Equally known for their warm hospitality and flavorful food, the decor of tiki bars can span the gamut of kitsch, including everything from bamboo fixtures, thatched roofs and wooden masks, to giant aquariums stocked with skilled swimmers in mermaid garb. But at the heart of show are the cocktails.

“If you're speaking directly to tradition, rum is the obvious requirement,” Teague said. “Followed closely by fresh juices like pineapple and coconut, as well as flavored syrups using baking spices like cinnamon and anise. Then, beyond the liquids, it's all about the glassware, the garnish and sometimes even fire.” 

But staff can’t get sloppy with their proportions, despite the seemingly carefree attitude of the room.   

“All too often, bartenders make tiki drinks that meet the visual requirements, but are far out of balance,” Teague said. “A Zombie [cocktail], for instance, can be strong, but it's balanced. And a Missionary's Downfall [cocktail] can be sweet, but balanced, too.”

In Seattle, Anu Apte and Chris Elford recently jumped into the fray by opening Navy Strength, a bar that expands the tiki theme in a broader direction.

"We split our menu three ways between tiki, tropical, and travel," Elford said. "The canon of tiki drinks has already been written and sealed — they're classics created by a handful of individuals in the ’30s, ’40s, and ’50s. But the reason we chose to do it now in Seattle is that the age of cocktail people taking themselves too seriously is over. People want to have fun with it again, bartenders and drinkers alike."

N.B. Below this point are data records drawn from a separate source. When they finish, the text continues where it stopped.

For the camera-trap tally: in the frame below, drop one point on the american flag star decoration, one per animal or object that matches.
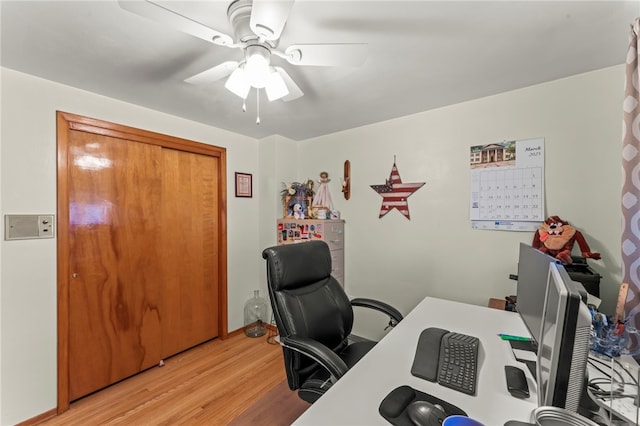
(395, 193)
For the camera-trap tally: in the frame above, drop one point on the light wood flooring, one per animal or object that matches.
(211, 384)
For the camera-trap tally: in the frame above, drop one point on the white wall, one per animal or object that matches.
(28, 178)
(437, 253)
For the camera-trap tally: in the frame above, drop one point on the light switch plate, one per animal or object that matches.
(28, 226)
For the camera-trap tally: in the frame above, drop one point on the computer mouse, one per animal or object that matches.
(423, 413)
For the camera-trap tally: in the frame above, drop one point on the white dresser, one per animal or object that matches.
(292, 231)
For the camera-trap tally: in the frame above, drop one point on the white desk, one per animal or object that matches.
(355, 398)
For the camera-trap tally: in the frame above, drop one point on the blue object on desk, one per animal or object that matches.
(512, 337)
(460, 421)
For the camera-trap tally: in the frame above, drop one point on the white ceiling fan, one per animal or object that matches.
(257, 26)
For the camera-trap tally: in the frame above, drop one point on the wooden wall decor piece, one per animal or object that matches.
(395, 193)
(346, 181)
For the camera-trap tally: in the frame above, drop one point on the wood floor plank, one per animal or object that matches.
(216, 383)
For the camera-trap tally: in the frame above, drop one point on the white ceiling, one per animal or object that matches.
(422, 55)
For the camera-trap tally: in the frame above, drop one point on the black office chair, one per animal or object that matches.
(314, 317)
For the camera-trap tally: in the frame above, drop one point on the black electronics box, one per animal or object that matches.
(580, 271)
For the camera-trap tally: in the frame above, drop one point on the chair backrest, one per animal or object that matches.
(306, 301)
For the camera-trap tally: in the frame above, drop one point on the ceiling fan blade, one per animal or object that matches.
(338, 54)
(294, 90)
(213, 74)
(268, 17)
(156, 12)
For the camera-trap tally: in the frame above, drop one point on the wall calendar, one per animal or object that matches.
(507, 185)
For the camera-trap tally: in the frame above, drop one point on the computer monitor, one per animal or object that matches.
(533, 273)
(563, 348)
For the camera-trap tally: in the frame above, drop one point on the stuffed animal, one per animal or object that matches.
(298, 213)
(556, 238)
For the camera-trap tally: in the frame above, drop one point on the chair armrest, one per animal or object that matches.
(318, 352)
(394, 315)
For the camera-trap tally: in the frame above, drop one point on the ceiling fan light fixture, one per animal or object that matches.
(238, 83)
(275, 86)
(256, 67)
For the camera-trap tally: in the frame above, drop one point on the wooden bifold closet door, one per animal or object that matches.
(141, 247)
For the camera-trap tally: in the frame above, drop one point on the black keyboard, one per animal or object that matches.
(458, 362)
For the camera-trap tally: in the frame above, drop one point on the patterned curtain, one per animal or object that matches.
(631, 178)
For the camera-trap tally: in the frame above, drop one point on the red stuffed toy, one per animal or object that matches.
(556, 238)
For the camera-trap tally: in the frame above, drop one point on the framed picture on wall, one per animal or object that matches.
(244, 185)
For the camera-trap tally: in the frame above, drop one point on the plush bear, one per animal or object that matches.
(556, 238)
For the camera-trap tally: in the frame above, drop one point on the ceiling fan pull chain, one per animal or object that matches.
(258, 106)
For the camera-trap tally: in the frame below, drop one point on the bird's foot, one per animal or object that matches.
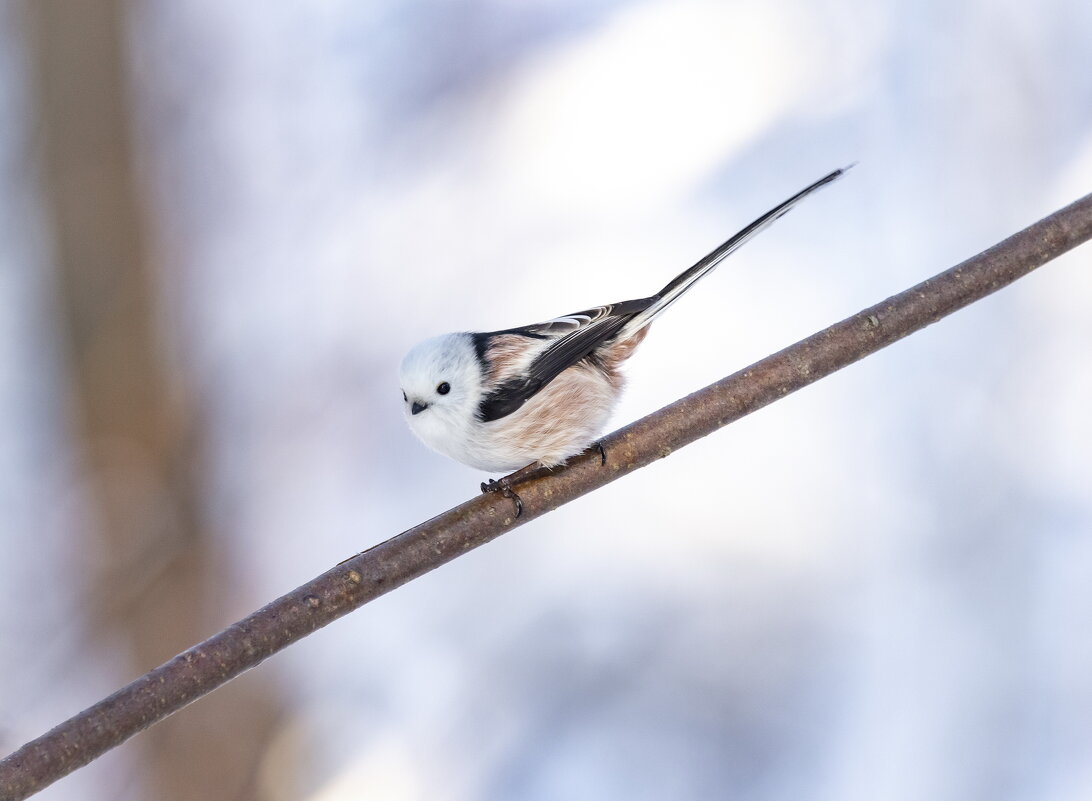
(503, 486)
(506, 491)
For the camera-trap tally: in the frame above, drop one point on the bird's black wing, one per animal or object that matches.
(573, 337)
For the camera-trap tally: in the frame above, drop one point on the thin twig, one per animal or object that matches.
(368, 575)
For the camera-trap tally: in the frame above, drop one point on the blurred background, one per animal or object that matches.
(223, 223)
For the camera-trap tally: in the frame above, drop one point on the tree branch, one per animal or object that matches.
(368, 575)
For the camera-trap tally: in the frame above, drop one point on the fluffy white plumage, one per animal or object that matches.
(541, 393)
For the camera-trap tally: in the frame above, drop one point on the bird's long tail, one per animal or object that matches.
(681, 283)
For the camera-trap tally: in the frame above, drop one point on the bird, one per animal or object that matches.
(536, 395)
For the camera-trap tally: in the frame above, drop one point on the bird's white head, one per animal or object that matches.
(441, 389)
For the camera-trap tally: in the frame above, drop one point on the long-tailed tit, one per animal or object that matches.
(541, 393)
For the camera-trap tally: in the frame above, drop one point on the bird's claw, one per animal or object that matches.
(506, 491)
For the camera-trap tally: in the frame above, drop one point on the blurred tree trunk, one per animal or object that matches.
(157, 574)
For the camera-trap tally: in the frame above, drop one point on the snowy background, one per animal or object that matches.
(878, 588)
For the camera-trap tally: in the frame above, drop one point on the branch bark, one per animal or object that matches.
(368, 575)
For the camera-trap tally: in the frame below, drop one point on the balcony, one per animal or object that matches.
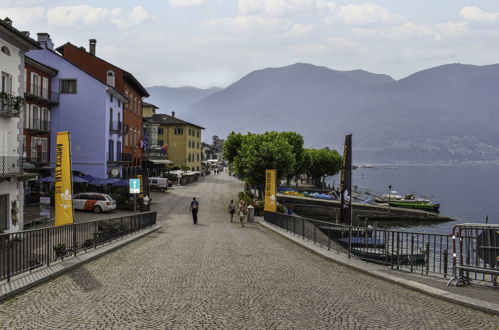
(37, 157)
(11, 166)
(42, 94)
(117, 127)
(38, 125)
(119, 157)
(10, 105)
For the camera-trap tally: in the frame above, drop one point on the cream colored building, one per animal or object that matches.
(183, 140)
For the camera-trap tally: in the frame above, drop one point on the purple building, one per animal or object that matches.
(90, 110)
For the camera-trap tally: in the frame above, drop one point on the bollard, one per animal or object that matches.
(446, 257)
(427, 249)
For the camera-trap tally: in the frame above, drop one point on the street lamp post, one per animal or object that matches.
(389, 194)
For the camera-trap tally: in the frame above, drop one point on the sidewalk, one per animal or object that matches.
(26, 280)
(482, 297)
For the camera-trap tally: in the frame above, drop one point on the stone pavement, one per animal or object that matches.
(218, 275)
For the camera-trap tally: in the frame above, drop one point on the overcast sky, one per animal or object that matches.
(206, 43)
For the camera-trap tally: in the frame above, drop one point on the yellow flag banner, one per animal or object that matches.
(270, 191)
(63, 181)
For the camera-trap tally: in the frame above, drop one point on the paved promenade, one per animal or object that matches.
(218, 275)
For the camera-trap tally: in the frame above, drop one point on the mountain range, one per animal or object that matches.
(448, 113)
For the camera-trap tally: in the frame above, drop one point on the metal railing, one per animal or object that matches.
(10, 105)
(27, 250)
(424, 253)
(38, 157)
(38, 125)
(124, 157)
(117, 127)
(42, 93)
(11, 166)
(475, 253)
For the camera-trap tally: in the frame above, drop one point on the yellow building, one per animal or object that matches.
(183, 140)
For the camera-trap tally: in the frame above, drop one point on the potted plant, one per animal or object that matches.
(60, 250)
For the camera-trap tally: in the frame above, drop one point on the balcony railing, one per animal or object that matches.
(42, 94)
(10, 105)
(117, 127)
(11, 166)
(119, 157)
(38, 125)
(38, 157)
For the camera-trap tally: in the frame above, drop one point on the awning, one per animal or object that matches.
(160, 161)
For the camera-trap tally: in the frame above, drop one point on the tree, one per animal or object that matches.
(323, 162)
(232, 146)
(264, 151)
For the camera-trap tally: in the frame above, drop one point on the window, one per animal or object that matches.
(110, 78)
(45, 88)
(6, 83)
(5, 50)
(35, 86)
(67, 86)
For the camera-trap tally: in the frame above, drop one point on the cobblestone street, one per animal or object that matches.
(218, 275)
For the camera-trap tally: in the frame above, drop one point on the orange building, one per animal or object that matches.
(122, 81)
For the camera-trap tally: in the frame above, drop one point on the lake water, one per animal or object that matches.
(467, 193)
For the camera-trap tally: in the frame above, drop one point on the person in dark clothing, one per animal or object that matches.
(194, 209)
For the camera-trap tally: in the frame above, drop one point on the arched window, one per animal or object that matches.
(5, 50)
(110, 78)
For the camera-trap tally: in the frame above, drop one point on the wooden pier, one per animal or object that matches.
(330, 209)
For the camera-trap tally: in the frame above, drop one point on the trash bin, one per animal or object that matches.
(251, 213)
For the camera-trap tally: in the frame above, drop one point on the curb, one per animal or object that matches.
(26, 281)
(477, 304)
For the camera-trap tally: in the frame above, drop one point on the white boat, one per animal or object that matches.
(392, 196)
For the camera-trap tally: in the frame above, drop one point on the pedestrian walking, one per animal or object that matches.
(194, 209)
(231, 209)
(242, 212)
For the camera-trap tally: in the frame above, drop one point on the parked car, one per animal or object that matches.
(161, 184)
(96, 202)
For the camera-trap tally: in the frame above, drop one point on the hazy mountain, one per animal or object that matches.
(170, 99)
(445, 113)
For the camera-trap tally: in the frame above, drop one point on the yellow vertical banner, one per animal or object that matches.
(63, 181)
(270, 191)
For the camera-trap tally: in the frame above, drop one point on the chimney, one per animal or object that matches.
(45, 41)
(91, 47)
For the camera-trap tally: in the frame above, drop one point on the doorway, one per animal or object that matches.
(4, 212)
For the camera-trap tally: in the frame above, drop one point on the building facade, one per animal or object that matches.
(90, 110)
(13, 46)
(119, 79)
(183, 141)
(40, 98)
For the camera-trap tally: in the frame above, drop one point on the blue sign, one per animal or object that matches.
(134, 186)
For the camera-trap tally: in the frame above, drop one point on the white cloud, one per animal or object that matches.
(412, 30)
(300, 30)
(186, 3)
(23, 16)
(134, 18)
(243, 23)
(326, 5)
(82, 14)
(475, 14)
(367, 14)
(274, 7)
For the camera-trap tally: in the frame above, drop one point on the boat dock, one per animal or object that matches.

The continued popularity of these often strong and lip-smackingly delicious recipes means that many bars and restaurants have begun incorporating at least one tiki drink into their offerings, with the most popular being the Mai Tai.   

While there are countless variations on the Mai Tai, the drink is made by blending a number of different rums, and then shaking the mixture with fresh lime juice, orgeat syrup, and Cointreau. The high number of ingredients means efficiencies can be found that ensure fast service and quality control.  

“Since the Mai Tai has five spirits in it that are all half-ounce pours and non-perishable, they can be mixed in advance in equal parts and stored in an empty liquor bottle, known colloquially as a 'cheater,’” Teague said. “The bartender is then only responsible for a single pour of 2.5 ounces per drink, allowing for high speed and less room for errors. Then just add the orgeat and lime and what was once a seven-bottle pick-up is now only three. Efficient as well as cost-effective.”

The quality level continues to rise, as serious bartenders work their craft to better the guest experience. Whether it's cold-pressing fresh juices or sourcing exotic fruits and spices, the ethos of the tiki bar comes down to creating a culture of escapism. 

Forbidden Island in Alameda, Calif., for instance, touts itself as a “retro-oasis in the desert of your busy modern day,” while Three Dots and a Dash in Chicago encourages guests to “surrender all your cares and let us whisk you away onto a rum-soaked tropical excursion.”

I think the tiki Gods would approve, assuming their heads haven’t been shrunken first.

June 26, 2017: This story has been updated with information about Seattle tiki bar Navy Strength.